The main drawback however is that its scalability is limited and performance not always predictable. It also has strict storage limitations of 10GB hence partitioning is probably required for larger systems.

So when you need the flexibility of a non-relational database and your scalability requirements are modest, this could be a good option.

DynamoDB

DynamoDB is AWS' other NoSQL database offering. It is a tremendously scalable and fast service and provisioning and scaling of databases (tables) is straight forward. The underlying technical architecture is state of the art, for instance it runs on SSD rather than good old hard drives. It integrates nicely with other AWS features such as S3, Data Pipeline and RedShift.

So when you are in the NoSQL game and really need high scalable low latency solution, DynamoDB is the way to go.

RDS

Relational databases are known territory for most of us, and the likes of Oracle, SQL Server and MySQL are big players in this area. It is perfectly possible to run your own (relational) database on AWS EC2 but if you don't want to be bothered with configuration issues such as storage configuration, backup schedules and read-write copies, RDS is certainly an option. Even more that the extra costs of RDS over running your own database on EC2 is very modest.

So realising that NoSQL, although a nice and shiny option is certainly not always the preferred option, AWS' RDS option is certainly worth a look at.

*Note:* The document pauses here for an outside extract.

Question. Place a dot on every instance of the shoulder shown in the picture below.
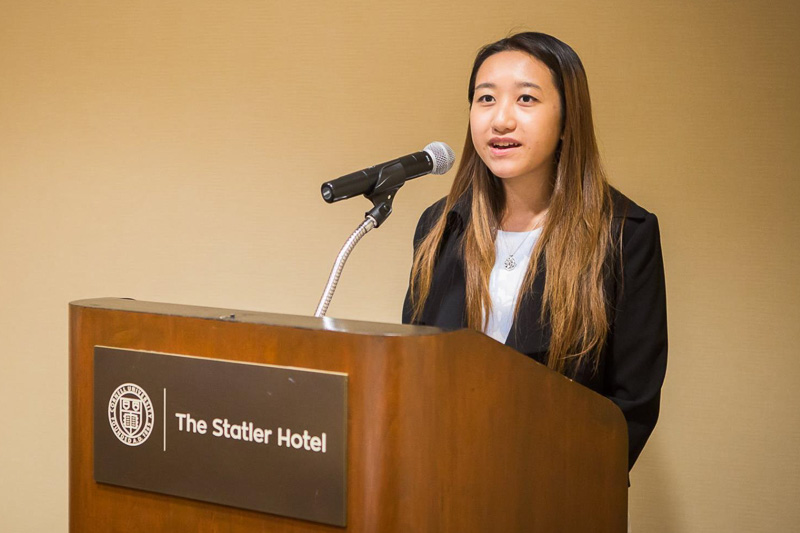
(631, 219)
(457, 216)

Especially for the transactional processing systems as for the analytical processing AWS has...

RedShift

Amazon Redshift is a fast, fully managed, petabyte-scale data warehouse service that makes it simple and cost-effective to efficiently analyze all your data using your existing business intelligence tools. It is optimized for datasets ranging from a few hundred gigabytes to a petabyte or more and costs less than $1,000 per terabyte per year, a tenth the cost of most traditional data warehousing solutions.
RedShift is accessible through a standard ODBC or JDBC API as it implements the PostgreSQL interface (but note: it is not PostgreSQL under the hood!).

So when large amounts of data must be analysed and (in real-time fashion) reported on, RedShift is a very attractive option.

EMR

AWS' Elastic MapReduce option is technically not really a database, but is still very applicable for processing large amounts of data. EMR is a fully configured Hadoop setup, including tools such as Pig and Hive. It is tremendously powerful although also a bit low level, and typically operates in a batch-oriented (rather than real-time) fashion.

EMR is a very good option for processing incoming data streams and move the results to other database options such as discussed before in this post.

Conclusion

This is only the tip of the iceberg and an in-depth comparison of the various options takes a lot more space. However, I do hope it provides a first impression and guidance when having to choose between the various options

Note the options discussed are really platform services, so a lot of the complexity is abstracted away from you. You may or may not like that, if you are in the latter camp rest assured that you can still use the IaaS options and run your own database solution just the way you want it utilising services such as EC2 and EBS.